Farewell, James Dean
An icon of the 1950s, whose roles were the very embodiment of teenage disillusionment, James Dean died on this day at the age of just 24.
He was only four years into a career that was already meteoric and provided for his immortality with roles in just three movies: Rebel without a Cause, Giant and East of Eden. Passionate about cars, Dean took up motor racing in 1954, in a Porsche Speedster, and repeatedly finished in the top three. Tragically, while he was driving his new Porsche Spyder to a race meeting on the last day of September 1955, an oncoming car veered into his lane and the two vehicles collided head-on. Dean was pronounced dead on arrival at the hospital.
So tonight, raise a glass to the East of Eden star with a long and appropriately cool Eden.
The Great Antarctic Escape
On this day, in 1912, six men walked out of Antarctica, having survived a whole Antarctic winter in an ice cave.
The group, part of Scott's ill-fated South Pole expedition, had been left there in January 1912, with supplies for eight weeks. But pack ice prevented their ship from picking them up at the end of the Antarctic summer. When the men realised they would have to wait a winter on a continent where temperatures often drop below -60˚C, they dug out a little snow cave, and stayed there for almost seven months, emerging only to hunt penguins and seals.
On this day, with two men already sick, they abandoned their cramped, cold home and walked for five weeks across Antarctica. On arrival, they were greeted with the news that Scott was dead. In honour of Scott, and these brave, brave chaps, we are enjoying a Scott cocktail.
Peace for our time
On this day in 1938, the British Prime Minister, Neville Chamberlain, stepped off a plane from Munich and explained, "This morning I had another talk with the German Chancellor, Herr Hitler.... We regard the agreement signed last night... as symbolic of the desire of our two peoples never to go to war with one another again."
Yep, that went well.
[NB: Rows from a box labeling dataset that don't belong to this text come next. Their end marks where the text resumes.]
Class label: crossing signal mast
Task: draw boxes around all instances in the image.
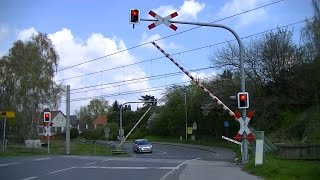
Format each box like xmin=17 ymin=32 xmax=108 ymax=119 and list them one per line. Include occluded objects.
xmin=129 ymin=9 xmax=140 ymax=28
xmin=237 ymin=92 xmax=249 ymax=109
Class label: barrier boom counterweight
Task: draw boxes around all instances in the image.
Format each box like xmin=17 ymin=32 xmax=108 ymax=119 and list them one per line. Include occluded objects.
xmin=152 ymin=42 xmax=238 ymax=120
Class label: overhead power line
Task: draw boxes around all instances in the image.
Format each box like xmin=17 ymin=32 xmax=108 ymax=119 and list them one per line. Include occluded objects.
xmin=57 ymin=19 xmax=310 ymax=82
xmin=68 ymin=77 xmax=214 ymax=103
xmin=71 ymin=66 xmax=213 ymax=94
xmin=58 ymin=0 xmax=284 ymax=72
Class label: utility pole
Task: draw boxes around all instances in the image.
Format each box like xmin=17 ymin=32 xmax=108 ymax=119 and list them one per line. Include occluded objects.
xmin=183 ymin=93 xmax=188 ymax=140
xmin=66 ymin=85 xmax=70 ymax=155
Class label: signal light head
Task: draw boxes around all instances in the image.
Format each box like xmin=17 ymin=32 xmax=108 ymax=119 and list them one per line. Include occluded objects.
xmin=237 ymin=92 xmax=249 ymax=109
xmin=129 ymin=9 xmax=140 ymax=24
xmin=43 ymin=112 xmax=51 ymax=122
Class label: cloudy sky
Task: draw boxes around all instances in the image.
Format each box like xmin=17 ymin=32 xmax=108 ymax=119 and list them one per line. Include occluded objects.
xmin=0 ymin=0 xmax=313 ymax=114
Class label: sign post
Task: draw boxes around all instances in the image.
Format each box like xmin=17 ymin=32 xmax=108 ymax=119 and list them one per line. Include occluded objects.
xmin=0 ymin=111 xmax=15 ymax=151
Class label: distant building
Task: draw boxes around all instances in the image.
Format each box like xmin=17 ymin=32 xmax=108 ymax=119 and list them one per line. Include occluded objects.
xmin=38 ymin=111 xmax=72 ymax=135
xmin=93 ymin=115 xmax=108 ymax=129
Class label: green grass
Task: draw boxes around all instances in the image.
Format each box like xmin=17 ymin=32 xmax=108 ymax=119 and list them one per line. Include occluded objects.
xmin=0 ymin=140 xmax=117 ymax=156
xmin=144 ymin=136 xmax=240 ymax=154
xmin=244 ymin=154 xmax=320 ymax=180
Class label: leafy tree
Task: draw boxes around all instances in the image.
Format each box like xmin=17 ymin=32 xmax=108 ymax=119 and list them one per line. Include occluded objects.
xmin=112 ymin=100 xmax=120 ymax=111
xmin=139 ymin=95 xmax=157 ymax=107
xmin=0 ymin=33 xmax=63 ymax=138
xmin=70 ymin=128 xmax=79 ymax=139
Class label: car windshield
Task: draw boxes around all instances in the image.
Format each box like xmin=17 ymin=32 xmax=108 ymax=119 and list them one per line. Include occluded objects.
xmin=138 ymin=141 xmax=150 ymax=145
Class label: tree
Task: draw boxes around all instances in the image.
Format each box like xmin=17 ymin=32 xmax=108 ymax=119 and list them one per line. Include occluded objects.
xmin=139 ymin=95 xmax=157 ymax=107
xmin=301 ymin=0 xmax=320 ymax=62
xmin=0 ymin=33 xmax=63 ymax=138
xmin=87 ymin=98 xmax=110 ymax=118
xmin=112 ymin=100 xmax=120 ymax=111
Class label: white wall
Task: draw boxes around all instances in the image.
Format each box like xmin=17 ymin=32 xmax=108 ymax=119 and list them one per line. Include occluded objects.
xmin=52 ymin=112 xmax=66 ymax=127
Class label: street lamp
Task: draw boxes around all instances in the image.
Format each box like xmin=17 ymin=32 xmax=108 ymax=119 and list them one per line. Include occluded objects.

Really well. Hitler marched into Czechoslovakia's Sudetenland the next morning, and within 12 months of that Britain and Germany were at war. A year later, Chamberlain had resigned, to be replaced by Churchill, and by the end of 1940 he was dead. Which is a bit sad, really. Because one among many reasons that a man later condemned as a coward cosied up to Hitler was that the British army was too small and underequipped to stand a chance against Germany at that point - even in 1939, we very nearly lost. With that in mind, we are drinking a Guard's Cocktail. Cheers.